The present invention relates to components of communications devices, and in particular, to a dielectric filter, a transceiver, and a base station.
Radio frequency filters are components frequently used in communications devices, and have many types and forms. Metal coaxial cavity filters in the radio frequency filters are applied to radio frequency front-ends of high-power wireless communications base stations due to their desirable performance indicators (including an insertion loss and a power capacity).
As wireless communications technologies develop, wireless communications base stations are distributed in an increasingly dense manner, and it is required that volumes of the base stations become increasingly small, where a radio frequency front-end filter module occupies a relatively large proportion of a volume of a base station; therefore, a filter is also required to have an increasingly small volume. However, when a volume of a metal coaxial cavity filter is reduced, it is found that a smaller volume of the filter results in a greater surface current, a greater loss, and a lower power bearing capability, that is, a smaller power capacity. That is, with a decrease in the volume of the metal coaxial cavity filter, performance indicators of the metal coaxial cavity filter deteriorate.

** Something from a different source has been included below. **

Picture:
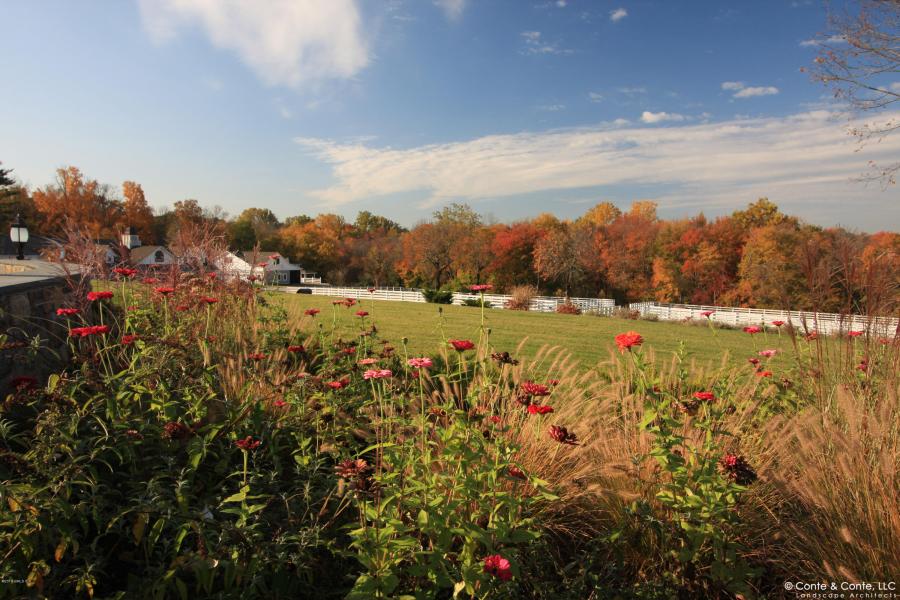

At present, there is a miniaturized filter that uses a body made of a solid dielectric material and a resonator that is formed by metalizing (for example, by plating silver) a surface of the body (a solid dielectric resonator). Multiple resonators and coupling between the resonators form a filter (a solid dielectric filter). The coupling between the resonators may be classified into positive coupling (which may also be referred to as inductive coupling) and negative coupling (which may also be referred to as capacitive coupling) by polarity. A transmission zero may be formed based on a polarity of coupling between the resonators. The transmission zero refers to a frequency outside a passband of a filter, and on the frequency, a degree of suppression that is applied by the filter on a signal at the frequency is theoretically infinite. The addition of a transmission zero can effectively enhance a near-end suppression capability of the filter (that is, a suppression capability of a frequency near the passband). For example, in a three-cavity filter, if coupling between a first resonator and a second resonator, coupling between the second resonator and a third resonator, and coupling between the first resonator and the third resonator are respective positive couplings, a transmission zero is formed on the right side of a passband. However, if the coupling between the first resonator and the second resonator, and the coupling between the second resonator and the third resonator are respective positive couplings, and the coupling between the first resonator and the third resonator is a negative coupling, a transmission zero is on the left side of the passband. To implement negative coupling, structures shown in
However, because the interior of the solid dielectric resonator is a solid medium instead of air, and the solid medium is formed by die casting, an implementation technique of a metalized mechanical part inside the solid medium is very difficult, and a coupling degree of the capacitive coupling cannot be adjusted.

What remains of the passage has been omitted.